By Dennis Speed
The Foundation for the Revival of Classical Culture is presenting a concert at Carnegie Hall, in collaboration with the Schiller Institute, New York Chorus, and Harlem Opera Theater on June 29, 2017 at 7:30 p.m., to honor the 100th birthday of the extraordinary musician and vocal coach, Sylvia Olden Lee. Performers will include vocalists and instrumentalists that knew, worked with, and were deeply affected by Ms. Lee, including: Osceola Davis, Elvira Green, Gregory Hopkins, Everett Suttle, Simon Estes, Kevin Short, David Lofton, Richard Alston, and others.
Sylvia Olden Lee (1917-2004) was among the greatest vocal coaches of the 20th century, and an extraordinary music teacher. As a talented young performer, she played for Franklin Delano Roosevelt at his first inauguration at the age of 16. A classical musician fiercely proud of her African-American origin, Sylvia successfully rectified the once-prevalent misconception that the spiritual was inferior to the canon of classical music. She was a go-to person, in Europe and America, for countless promising singers trying to break into the world of opera and concert recitals. She worked with singers including: Elisabeth Schumann, Kathleen Battle, Gerhard Hüsch, William Warfield, and Jessye Norman, among others.

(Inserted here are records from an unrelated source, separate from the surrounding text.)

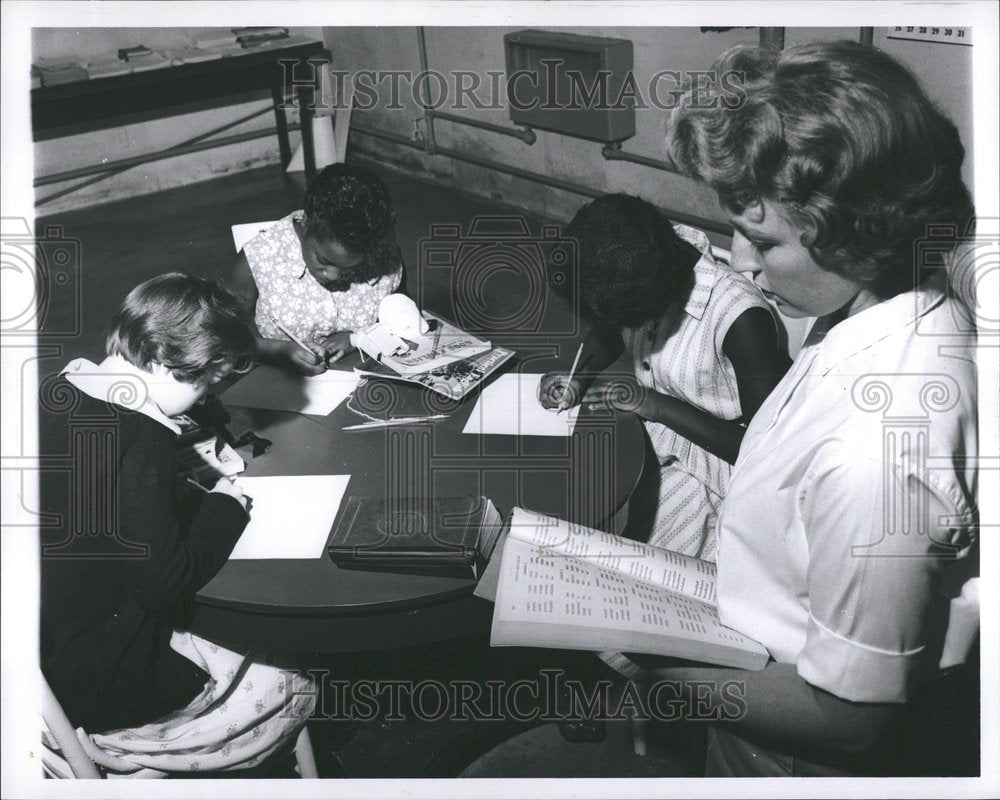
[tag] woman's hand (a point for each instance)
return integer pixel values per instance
(226, 486)
(620, 393)
(555, 391)
(336, 346)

Sylvia Olden Lee’s great passion, and most enduring legacy, was her 60-plus years in teaching. In this field, she displayed an energy, enthusiasm, and endurance that was authentic, borne of her unflagging faith in a better future for all mankind. Fearless in the face of controversy, Sylvia toured in 1942 with the great, and later much-maligned Paul Robeson.
“Sylvia’s truth-telling teaching was intended to lift the human spirit through music,” said Lynn J. Yen, Founder and Executive Director of the Foundation for the Revival of Classical Culture. “She wanted…us to realize, as she [often] said, that we are all one human race, and to discover that universal harmony is the natural condition of mankind. For Sylvia, music was the most powerful weapon…to achieve that objective. She believed that ‘Where words divide, music unites.’”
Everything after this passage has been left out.